Sacks' writing has many charms, among them an avuncular presence, an unaffected storyteller's voice not often found in popularized science writing these days. In this book Sacks makes it clear how much this owes to the works he read as a child, how the passion, clarity, and warmth of Victorian botanists and zoologists--Darwin above all--formed his imagination. For him, botany was the road not taken, and here he indulges his continuing interest. But it is not his ostensible subject, so he relegates much of what he has to say about plants--among other things--to frequent, lengthy, and digressive notes. These appear in the back of the volume, making it necessary to read the thing with two bookmarks. While this might sound unwieldy, it soon establishes its own rhythm.

In any case, the diseases in question and the flora in the margins are intrinsically connected, the tissue being the nature of the islands themselves. The congenital colorblindness of Pingelap is a direct result of the place's isolation and its vulnerability to natural cataclysm--it was a storm that decimated the island's population and enforced inbreeding, causing a recessive gene to flourish. The origins of lytico-bodig on Guam are still mysterious (as is the fact that, apparently, no one born after 1950 or so has been afflicted); there are many theories afloat, one of them involving the culinary use of the fruit of the cycad, a genus of fernlike shrub that is among the oldest forms of life on the planet.

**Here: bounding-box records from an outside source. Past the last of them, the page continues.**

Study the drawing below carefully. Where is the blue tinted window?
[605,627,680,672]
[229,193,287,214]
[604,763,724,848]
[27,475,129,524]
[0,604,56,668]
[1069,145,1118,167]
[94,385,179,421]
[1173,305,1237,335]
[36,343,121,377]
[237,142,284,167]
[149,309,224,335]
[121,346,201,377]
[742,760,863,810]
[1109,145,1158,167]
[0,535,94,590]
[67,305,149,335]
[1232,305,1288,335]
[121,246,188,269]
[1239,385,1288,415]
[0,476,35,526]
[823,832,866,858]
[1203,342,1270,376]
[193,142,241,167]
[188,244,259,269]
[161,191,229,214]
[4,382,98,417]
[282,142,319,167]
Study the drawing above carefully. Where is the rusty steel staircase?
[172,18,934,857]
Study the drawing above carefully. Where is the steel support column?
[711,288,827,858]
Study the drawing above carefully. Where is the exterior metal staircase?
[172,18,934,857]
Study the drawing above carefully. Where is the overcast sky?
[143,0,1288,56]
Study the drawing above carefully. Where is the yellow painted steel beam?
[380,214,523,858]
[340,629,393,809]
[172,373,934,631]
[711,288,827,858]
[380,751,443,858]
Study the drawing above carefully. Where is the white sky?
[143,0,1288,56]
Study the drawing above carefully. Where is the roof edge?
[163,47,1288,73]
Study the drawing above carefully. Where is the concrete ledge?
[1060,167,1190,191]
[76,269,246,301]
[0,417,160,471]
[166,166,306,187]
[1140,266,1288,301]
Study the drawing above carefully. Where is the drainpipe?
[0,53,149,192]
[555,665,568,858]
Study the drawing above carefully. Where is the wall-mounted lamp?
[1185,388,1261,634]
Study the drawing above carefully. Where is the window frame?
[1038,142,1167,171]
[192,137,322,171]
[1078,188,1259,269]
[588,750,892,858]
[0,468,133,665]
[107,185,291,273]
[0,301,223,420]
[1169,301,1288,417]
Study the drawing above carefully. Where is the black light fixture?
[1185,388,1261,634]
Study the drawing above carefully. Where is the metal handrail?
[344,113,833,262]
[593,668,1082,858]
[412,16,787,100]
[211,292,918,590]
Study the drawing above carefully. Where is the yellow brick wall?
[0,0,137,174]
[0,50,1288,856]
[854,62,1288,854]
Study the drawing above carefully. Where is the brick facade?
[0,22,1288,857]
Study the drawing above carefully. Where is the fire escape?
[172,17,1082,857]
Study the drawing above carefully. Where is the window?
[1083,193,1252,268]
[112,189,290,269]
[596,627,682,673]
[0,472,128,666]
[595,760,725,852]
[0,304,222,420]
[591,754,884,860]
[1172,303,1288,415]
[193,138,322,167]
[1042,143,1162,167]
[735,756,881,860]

Sacks' informed curiosity about the causes of the disease (which might hold a clue to the unsolved mysteries surrounding its Western relatives) is hardly separable from his affection for the plant. At one point, he is so taken by a large cycad cone that, "intrigued by the almost-animal warmth of the cone, I hugged it, impulsively, and almost vanished in a large cloud of pollen." This is comical, and he knows it, but it is also characteristic of the love and wonder he feels for the myriad adaptations of life, especially its most wayward forms.

The Island of the Colorblind is an odd book, part case study, part travelogue, part weave of digressions, but this oddness is a measure of the personality that unifies it. It also reflects the fact that the islands are the subject here, in both the literary and the clinical sense of the word, and that disease, flora, and topography are all essential and inseparable constituents of their dossier. Sacks allows the reader to browse at will among the curio-filled cabinets of his mind. This openness is what makes him such a sympathetic observer of others, and also what can best persuade the apprehensive lay reader that science expresses the very highest imagination.

Luc Sante is the author of Low Life, Evidence, and The Factory of Facts (to be published this fall).